There is a very interesting district in Vilnius called Užupis. This district declared itself an independent republic on April Fools’ Day in 1997 and even has its own constitution written in 15 languages and displayed on a public wall. Although I did not see any, the district felt like a hippie enclave. It is apparently more of an artist enclave.
Even without hearing of Užupis, the city is sort of quirky in some ways. There was a tree across the road from St Anne’s that was wearing a sweater. The city also has a bronze cast of Frank Zappa although this to me was nowhere near the sweater-wearing tree in quirkiness.
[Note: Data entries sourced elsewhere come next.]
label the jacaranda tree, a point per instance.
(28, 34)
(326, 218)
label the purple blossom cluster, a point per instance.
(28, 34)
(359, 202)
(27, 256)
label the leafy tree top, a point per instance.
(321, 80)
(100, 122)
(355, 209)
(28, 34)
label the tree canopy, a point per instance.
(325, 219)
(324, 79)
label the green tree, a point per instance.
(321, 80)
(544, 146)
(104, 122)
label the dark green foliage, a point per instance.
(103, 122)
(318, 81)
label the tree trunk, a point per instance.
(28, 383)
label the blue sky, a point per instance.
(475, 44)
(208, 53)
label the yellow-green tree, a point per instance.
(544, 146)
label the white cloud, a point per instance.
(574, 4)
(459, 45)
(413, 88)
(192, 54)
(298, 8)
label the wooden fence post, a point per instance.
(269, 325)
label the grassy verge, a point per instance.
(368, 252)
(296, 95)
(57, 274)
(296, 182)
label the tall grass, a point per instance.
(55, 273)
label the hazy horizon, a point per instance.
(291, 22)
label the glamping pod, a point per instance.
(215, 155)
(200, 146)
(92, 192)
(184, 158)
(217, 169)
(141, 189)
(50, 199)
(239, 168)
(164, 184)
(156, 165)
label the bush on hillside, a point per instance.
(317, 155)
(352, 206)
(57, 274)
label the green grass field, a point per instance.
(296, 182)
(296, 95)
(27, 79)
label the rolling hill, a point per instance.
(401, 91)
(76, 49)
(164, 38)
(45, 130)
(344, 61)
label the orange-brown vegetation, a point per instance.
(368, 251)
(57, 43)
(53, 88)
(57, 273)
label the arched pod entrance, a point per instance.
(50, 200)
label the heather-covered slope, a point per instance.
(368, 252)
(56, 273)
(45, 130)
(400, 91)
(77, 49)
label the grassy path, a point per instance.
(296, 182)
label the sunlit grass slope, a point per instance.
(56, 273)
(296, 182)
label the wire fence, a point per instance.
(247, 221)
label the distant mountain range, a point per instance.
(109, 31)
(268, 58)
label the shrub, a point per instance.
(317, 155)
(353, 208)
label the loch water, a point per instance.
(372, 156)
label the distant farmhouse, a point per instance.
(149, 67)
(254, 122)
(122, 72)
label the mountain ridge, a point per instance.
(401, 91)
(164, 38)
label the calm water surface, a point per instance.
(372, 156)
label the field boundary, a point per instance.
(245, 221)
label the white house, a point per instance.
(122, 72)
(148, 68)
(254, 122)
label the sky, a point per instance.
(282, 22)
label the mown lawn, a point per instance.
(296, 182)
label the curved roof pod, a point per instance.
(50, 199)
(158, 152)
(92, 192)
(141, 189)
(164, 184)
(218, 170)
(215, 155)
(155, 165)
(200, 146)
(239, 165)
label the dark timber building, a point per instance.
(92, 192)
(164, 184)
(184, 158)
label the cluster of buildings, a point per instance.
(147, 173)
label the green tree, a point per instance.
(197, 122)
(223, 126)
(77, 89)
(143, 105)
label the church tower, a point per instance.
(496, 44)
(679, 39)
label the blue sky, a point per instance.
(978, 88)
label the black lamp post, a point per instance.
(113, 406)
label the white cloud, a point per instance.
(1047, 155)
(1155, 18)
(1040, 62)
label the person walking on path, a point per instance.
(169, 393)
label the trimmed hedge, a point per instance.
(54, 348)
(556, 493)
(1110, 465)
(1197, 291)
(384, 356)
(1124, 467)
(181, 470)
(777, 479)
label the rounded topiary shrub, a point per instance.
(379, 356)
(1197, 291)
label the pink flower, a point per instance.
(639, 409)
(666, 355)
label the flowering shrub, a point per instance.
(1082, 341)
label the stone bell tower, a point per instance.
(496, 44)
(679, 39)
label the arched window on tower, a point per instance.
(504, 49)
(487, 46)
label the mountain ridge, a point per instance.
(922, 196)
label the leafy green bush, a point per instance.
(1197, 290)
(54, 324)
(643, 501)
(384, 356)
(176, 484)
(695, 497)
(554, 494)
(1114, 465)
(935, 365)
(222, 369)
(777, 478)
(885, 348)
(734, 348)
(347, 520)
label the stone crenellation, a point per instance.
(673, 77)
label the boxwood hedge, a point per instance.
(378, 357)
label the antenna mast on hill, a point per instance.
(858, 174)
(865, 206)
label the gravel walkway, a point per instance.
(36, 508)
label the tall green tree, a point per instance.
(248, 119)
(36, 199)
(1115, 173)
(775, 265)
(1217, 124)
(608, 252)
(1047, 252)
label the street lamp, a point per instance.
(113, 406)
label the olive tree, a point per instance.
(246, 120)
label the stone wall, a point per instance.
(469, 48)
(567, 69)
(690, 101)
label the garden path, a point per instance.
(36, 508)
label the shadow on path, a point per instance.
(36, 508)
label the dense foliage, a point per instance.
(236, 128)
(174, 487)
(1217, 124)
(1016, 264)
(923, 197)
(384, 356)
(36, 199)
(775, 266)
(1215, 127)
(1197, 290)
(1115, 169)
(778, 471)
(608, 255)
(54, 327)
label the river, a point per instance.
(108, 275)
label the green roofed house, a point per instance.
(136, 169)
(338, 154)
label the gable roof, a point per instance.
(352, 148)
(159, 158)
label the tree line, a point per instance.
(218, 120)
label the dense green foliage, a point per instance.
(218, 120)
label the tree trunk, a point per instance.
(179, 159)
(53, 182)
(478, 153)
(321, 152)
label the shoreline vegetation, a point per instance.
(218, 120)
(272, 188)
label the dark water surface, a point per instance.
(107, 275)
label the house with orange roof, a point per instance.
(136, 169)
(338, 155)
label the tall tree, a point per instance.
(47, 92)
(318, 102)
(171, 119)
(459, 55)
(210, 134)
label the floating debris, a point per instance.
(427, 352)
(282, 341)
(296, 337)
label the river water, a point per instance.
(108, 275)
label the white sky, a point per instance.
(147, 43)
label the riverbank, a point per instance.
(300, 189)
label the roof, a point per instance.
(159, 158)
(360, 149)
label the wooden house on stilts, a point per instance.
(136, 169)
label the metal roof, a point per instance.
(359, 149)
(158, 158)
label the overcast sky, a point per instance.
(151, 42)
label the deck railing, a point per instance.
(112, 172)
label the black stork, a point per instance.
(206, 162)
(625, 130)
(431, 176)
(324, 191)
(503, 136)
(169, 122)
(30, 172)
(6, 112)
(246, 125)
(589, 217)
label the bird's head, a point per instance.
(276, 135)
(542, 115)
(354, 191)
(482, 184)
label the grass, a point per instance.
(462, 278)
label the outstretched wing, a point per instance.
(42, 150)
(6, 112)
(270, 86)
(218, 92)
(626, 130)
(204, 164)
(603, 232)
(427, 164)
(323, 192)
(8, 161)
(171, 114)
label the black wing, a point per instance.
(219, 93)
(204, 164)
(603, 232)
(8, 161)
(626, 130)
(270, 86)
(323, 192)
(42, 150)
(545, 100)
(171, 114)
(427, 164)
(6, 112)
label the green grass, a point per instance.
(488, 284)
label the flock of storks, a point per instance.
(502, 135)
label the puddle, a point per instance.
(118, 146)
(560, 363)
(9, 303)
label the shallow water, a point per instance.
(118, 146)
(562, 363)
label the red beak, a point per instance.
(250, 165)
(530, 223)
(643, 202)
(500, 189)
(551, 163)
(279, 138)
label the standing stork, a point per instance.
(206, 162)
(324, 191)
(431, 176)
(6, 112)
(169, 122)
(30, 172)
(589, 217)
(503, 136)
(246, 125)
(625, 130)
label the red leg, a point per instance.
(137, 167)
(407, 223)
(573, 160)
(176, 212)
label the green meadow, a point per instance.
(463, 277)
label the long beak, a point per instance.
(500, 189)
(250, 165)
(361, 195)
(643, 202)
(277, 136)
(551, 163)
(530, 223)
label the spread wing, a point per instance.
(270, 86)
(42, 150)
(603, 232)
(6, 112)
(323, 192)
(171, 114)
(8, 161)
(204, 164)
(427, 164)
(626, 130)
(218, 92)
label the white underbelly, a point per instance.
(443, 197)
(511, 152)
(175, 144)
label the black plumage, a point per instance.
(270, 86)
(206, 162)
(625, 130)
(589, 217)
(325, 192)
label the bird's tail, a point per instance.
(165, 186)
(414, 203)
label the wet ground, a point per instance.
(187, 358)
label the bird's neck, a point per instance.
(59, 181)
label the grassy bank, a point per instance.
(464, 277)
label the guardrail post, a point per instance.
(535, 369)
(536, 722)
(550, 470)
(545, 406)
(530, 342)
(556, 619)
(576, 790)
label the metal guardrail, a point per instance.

Vilnius got me acquainted with a rather quirky drink. I asked the waitress at this restaurant what a gira was, having spotted the name on the menu, and she explained that it was a drink that was like beer but not beer. Her cryptic reply made me all the more curious and so I had to order one to try. It turned out to be exactly what the waitress said it was: it was like beer but not beer. It tasted like a drink made from fermented grain and yet was non-alcoholic and sweet. The first few sips were strange but it actually grew on me after a while.
I had made the right choice going to Lithuania. I enjoyed its uniqueness and its quirkiness and Vilnius made me want to see more of the country. Before my visit, I had not expected Lithuania to be this refreshing. I imagined that I had European culture down pat until I saw Vilnius. Now if only the people there could be made to just smile a little at visitors. Just a little would be fine.